Another case like that happened recently when a man in his twenties came in and said, “I’ve been tasting saltiness in my throat, like seawater for the last two days.” He had Googled it and been unable to find a cause so he came in because he was sure it was something serious. I asked some more questions to make sure I was not missing something then did a thoughtful examination before sending the patient home with reassurance. My usual line for this sort of complaint goes something like this: “I have never experienced this symptom in my life nor have I ever heard of anyone else having this symptom.” I then explain why I think there is no reason to be concerned and send the patient home.
Another way the chief complaint can tell the whole story is when it is so long, bizarre and covers too many different symptoms. This is especially true if the symptoms have been going on for a long time. Basically, the more complaints, the stranger they are, the more they involve different body parts and the longer they have been going on, the less likely it is to be an issue in the emergency department.
Sometimes, people have so many different complaints that they actually have them written out, in list form. These are often amazingly long, detailed and even bizarre.

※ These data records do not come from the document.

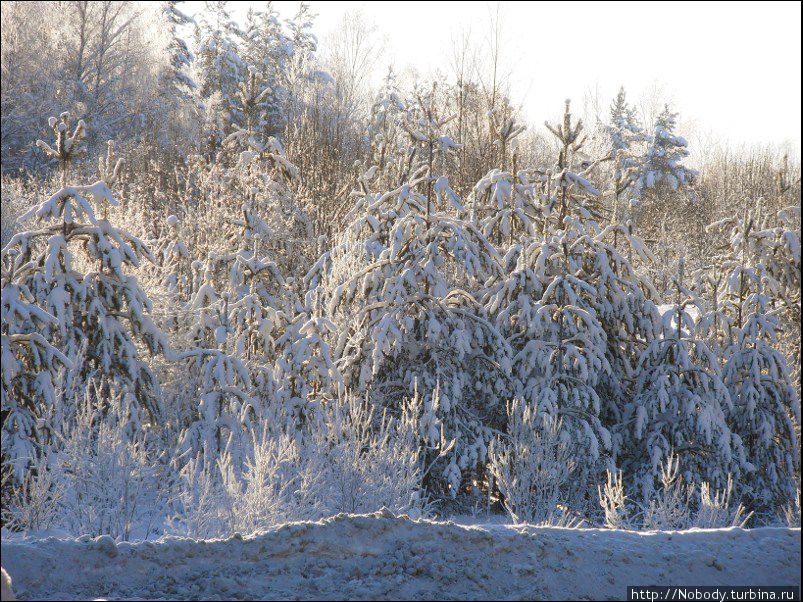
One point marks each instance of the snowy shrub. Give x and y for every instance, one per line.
x=670, y=506
x=364, y=467
x=533, y=468
x=613, y=501
x=345, y=460
x=34, y=503
x=111, y=483
x=715, y=509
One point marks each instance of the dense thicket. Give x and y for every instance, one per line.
x=294, y=295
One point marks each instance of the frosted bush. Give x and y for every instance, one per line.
x=346, y=460
x=533, y=468
x=33, y=504
x=716, y=508
x=111, y=484
x=613, y=500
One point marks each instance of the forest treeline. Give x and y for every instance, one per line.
x=240, y=285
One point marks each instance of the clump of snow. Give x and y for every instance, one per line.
x=381, y=556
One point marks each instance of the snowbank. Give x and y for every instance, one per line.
x=379, y=557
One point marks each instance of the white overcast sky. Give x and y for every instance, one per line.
x=731, y=68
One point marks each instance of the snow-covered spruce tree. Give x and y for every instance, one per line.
x=625, y=137
x=783, y=264
x=575, y=312
x=679, y=406
x=662, y=162
x=390, y=146
x=30, y=364
x=219, y=67
x=175, y=80
x=398, y=288
x=305, y=373
x=265, y=49
x=73, y=264
x=765, y=408
x=503, y=201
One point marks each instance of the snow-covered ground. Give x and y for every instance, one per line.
x=384, y=557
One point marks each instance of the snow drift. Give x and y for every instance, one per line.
x=379, y=556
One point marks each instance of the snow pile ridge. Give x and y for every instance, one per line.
x=380, y=556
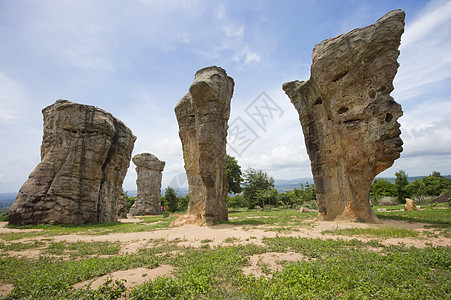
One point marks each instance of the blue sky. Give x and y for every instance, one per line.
x=137, y=58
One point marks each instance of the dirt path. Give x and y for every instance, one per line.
x=228, y=234
x=224, y=234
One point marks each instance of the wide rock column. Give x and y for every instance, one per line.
x=148, y=200
x=202, y=115
x=85, y=155
x=348, y=117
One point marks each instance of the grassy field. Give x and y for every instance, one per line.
x=340, y=268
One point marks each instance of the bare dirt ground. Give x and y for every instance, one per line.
x=224, y=234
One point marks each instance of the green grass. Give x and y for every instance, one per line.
x=377, y=232
x=332, y=269
x=147, y=224
x=276, y=219
x=79, y=249
x=428, y=215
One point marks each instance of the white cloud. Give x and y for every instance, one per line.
x=425, y=63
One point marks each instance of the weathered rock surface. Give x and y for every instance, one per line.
x=148, y=200
x=410, y=205
x=202, y=115
x=85, y=155
x=348, y=117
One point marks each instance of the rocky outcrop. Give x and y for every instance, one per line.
x=148, y=200
x=202, y=115
x=85, y=155
x=348, y=117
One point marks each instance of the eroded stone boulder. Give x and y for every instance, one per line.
x=85, y=155
x=202, y=115
x=348, y=117
x=148, y=200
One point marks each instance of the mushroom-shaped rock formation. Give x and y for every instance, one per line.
x=202, y=115
x=85, y=155
x=148, y=200
x=348, y=117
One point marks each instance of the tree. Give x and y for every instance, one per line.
x=233, y=175
x=254, y=183
x=418, y=189
x=182, y=203
x=402, y=186
x=383, y=187
x=170, y=199
x=267, y=196
x=436, y=184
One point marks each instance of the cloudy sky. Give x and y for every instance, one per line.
x=137, y=58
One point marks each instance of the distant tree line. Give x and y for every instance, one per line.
x=420, y=188
x=256, y=190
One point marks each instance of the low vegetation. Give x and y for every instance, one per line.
x=327, y=269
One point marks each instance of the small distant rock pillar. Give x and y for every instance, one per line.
x=148, y=200
x=122, y=206
x=203, y=116
x=348, y=117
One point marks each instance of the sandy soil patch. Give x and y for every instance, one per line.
x=134, y=277
x=267, y=263
x=228, y=234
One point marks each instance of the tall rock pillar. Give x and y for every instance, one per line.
x=348, y=117
x=85, y=155
x=148, y=200
x=202, y=115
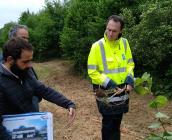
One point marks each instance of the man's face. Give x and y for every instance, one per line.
x=23, y=33
x=22, y=64
x=113, y=29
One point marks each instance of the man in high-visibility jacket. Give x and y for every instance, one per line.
x=110, y=66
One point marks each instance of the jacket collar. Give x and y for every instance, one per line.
x=113, y=42
x=5, y=71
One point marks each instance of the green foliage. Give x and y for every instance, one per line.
x=159, y=101
x=75, y=37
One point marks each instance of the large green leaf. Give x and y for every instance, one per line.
x=141, y=90
x=161, y=115
x=159, y=101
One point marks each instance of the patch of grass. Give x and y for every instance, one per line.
x=44, y=71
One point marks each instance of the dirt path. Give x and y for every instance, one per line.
x=87, y=125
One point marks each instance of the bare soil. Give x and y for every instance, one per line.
x=87, y=125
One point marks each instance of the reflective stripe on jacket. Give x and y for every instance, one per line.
x=110, y=60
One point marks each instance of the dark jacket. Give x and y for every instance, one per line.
x=16, y=95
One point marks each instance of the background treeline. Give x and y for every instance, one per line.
x=68, y=29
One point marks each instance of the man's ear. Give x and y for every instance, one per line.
x=10, y=60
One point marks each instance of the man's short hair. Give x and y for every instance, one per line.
x=14, y=47
x=13, y=31
x=116, y=19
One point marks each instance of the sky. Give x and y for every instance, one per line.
x=10, y=10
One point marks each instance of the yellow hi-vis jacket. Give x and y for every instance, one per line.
x=110, y=60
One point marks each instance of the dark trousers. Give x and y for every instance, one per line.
x=111, y=127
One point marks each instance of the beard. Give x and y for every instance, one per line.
x=21, y=73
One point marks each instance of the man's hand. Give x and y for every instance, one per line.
x=129, y=88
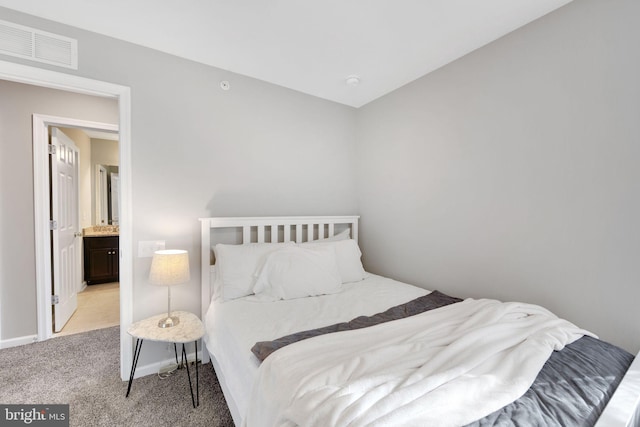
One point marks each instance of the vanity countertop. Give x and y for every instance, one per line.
x=101, y=231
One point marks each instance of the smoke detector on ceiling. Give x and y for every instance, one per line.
x=353, y=80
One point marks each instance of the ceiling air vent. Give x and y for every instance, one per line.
x=36, y=45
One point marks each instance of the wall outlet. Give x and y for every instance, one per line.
x=146, y=248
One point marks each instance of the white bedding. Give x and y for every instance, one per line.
x=415, y=371
x=233, y=327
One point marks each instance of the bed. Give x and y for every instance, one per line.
x=299, y=334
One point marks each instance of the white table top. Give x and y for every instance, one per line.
x=189, y=329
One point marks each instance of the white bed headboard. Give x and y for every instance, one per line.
x=267, y=229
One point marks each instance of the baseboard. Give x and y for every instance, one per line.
x=14, y=342
x=154, y=368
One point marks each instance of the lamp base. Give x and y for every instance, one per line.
x=169, y=322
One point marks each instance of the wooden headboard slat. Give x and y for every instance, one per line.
x=326, y=226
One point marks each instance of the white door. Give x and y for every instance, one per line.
x=66, y=231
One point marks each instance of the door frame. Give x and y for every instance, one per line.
x=42, y=200
x=56, y=80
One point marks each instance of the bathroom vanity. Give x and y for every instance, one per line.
x=101, y=254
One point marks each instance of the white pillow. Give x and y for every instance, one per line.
x=237, y=265
x=348, y=257
x=298, y=272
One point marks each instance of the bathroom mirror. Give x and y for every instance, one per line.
x=107, y=195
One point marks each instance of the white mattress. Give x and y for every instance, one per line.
x=233, y=327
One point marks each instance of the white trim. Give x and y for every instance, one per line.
x=67, y=82
x=15, y=342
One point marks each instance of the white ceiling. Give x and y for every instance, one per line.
x=311, y=46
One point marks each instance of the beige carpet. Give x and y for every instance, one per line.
x=82, y=370
x=98, y=307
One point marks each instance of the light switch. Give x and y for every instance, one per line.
x=146, y=248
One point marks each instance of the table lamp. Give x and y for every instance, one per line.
x=169, y=267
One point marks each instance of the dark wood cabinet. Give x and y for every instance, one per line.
x=101, y=260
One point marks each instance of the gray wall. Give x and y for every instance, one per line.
x=513, y=172
x=18, y=102
x=509, y=173
x=257, y=149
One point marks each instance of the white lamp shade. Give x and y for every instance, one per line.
x=169, y=267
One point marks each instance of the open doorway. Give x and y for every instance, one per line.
x=97, y=300
x=47, y=78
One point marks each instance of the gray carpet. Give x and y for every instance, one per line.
x=83, y=370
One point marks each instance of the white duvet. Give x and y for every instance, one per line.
x=448, y=366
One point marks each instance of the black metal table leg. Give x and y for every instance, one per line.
x=136, y=355
x=197, y=376
x=184, y=356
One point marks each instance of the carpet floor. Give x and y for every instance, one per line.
x=83, y=370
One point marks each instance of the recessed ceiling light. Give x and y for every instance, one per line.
x=353, y=80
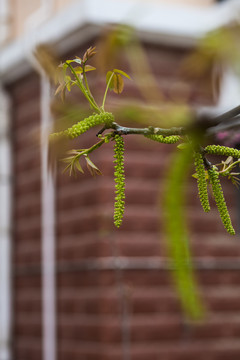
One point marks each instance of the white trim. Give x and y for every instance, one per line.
x=176, y=21
x=48, y=231
x=5, y=231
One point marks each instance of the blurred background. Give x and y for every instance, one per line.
x=71, y=285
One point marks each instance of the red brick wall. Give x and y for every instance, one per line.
x=105, y=311
x=27, y=326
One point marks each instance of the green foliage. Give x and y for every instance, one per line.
x=164, y=139
x=177, y=235
x=119, y=178
x=220, y=201
x=81, y=127
x=74, y=73
x=222, y=150
x=201, y=180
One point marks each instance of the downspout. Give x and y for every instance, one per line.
x=5, y=228
x=4, y=20
x=47, y=198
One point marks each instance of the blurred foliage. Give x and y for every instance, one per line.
x=156, y=111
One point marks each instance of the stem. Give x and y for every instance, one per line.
x=84, y=90
x=107, y=87
x=148, y=131
x=87, y=86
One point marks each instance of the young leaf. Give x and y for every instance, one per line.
x=108, y=76
x=78, y=166
x=89, y=53
x=92, y=167
x=89, y=68
x=118, y=83
x=122, y=73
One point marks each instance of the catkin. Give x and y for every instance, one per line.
x=164, y=139
x=201, y=181
x=222, y=150
x=220, y=201
x=84, y=125
x=119, y=180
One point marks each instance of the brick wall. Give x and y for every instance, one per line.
x=27, y=328
x=115, y=299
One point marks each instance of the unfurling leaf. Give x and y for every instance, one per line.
x=89, y=53
x=92, y=167
x=122, y=73
x=79, y=69
x=118, y=83
x=108, y=77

Here is a list I was given by a 38-year-old Vietnamese patient who had been having trouble for many years. She had come from Vietnam two months previously and came to my emergency department so I could figure out what was wrong with her.
-easy having fatigue
-tired when working
-often passed out when I was in VN (not use any medication)
-forgettable hard study
-grinding of the teeth
In this case, some follow-up questions, a good examination and some basic lab tests showed nothing to worry about. She was referred to find a primary care doctor.